Yazarken bir kısmıyla gerçek hayatta tanışmadığım birçok insanla iletişime geçme şansım oluyor ve beni etkileme biçimlerine cevap veriyorum. Fiziki koşulları çok yalnız bir eylem olmakla birlikte ruhen doyurucu olmasının sebebi de bu olmalı. Etkilendiğim insanların sayısı çok fazla ama üzerimde en büyük iz bırakan sanatçılar arasında Michel Houellebecq ve Gaspar Noé’yi sayabilirim. Bir de buradan her yazdığımı okuyan anne ve babama onları çok sevdiğimi söylemek istiyorum.
Bir iş üretirken hangi kaynaklardan beslenir, nelerden ilham alırsınız? Rüyalarınızın işlerinize etkisi oluyor mu?
Olaylardan, insanlardan ve eserlerden ilham alıyorum. Rüyalarımın etkisi olduğunu söyleyemem. Öte yandan hayatımda büyük yer kaplayan fantezilerimdeki özgürlüğümü yazarken de yaşamaya çalışıyorum.
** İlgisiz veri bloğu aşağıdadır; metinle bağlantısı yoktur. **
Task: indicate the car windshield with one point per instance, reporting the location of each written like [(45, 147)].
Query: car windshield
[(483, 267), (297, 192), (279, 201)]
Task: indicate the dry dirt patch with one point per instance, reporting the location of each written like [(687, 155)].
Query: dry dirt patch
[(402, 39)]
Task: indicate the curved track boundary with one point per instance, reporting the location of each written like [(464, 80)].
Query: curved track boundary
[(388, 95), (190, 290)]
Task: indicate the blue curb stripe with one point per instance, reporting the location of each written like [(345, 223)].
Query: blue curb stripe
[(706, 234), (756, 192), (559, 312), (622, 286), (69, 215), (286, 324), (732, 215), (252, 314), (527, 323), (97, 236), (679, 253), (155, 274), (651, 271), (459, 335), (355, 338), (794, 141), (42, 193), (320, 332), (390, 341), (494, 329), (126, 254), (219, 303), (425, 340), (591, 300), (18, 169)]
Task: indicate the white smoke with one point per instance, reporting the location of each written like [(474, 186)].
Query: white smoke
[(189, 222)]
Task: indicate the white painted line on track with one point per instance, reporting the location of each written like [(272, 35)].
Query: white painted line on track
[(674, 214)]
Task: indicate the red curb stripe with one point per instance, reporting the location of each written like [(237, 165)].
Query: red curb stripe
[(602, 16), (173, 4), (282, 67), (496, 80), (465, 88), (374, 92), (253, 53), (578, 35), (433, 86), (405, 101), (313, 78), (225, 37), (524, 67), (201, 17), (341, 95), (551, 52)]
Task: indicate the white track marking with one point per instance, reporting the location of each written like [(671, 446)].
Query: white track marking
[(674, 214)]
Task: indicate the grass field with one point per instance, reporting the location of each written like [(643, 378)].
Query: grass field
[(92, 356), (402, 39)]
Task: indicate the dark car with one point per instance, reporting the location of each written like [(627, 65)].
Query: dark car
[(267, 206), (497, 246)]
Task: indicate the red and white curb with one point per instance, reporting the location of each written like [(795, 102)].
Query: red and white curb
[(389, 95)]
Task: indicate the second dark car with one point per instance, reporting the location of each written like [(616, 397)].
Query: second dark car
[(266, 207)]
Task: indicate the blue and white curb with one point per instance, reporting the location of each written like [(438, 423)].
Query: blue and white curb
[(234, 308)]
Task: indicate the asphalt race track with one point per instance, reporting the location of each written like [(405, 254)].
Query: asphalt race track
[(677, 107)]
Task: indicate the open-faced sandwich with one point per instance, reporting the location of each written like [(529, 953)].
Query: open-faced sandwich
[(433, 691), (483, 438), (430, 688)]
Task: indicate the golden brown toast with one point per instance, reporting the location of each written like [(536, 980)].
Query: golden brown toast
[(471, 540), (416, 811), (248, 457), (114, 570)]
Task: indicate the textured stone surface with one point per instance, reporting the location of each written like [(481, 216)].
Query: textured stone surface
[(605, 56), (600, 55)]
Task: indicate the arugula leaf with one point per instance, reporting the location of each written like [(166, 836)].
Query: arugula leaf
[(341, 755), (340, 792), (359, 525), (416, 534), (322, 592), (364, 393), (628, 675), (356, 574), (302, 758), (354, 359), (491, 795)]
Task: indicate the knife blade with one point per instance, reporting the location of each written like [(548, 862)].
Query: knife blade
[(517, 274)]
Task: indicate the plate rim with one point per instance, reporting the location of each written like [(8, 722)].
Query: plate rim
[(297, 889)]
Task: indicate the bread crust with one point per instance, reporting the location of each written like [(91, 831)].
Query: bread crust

Sanatın dönüştürücü gücüne inanıyor musunuz? Nasıl?
Her iletişim türü gibi sanat da dönüşüme vesile olabilir herhalde, ama bu ne kadar formel ifade edilirse inanması o kadar zor oluyor. Dünyayı takip etmek söz konusu olduğunda ise kullandığım araçlar arasında bana en çok zevk verenlerden biri sanat.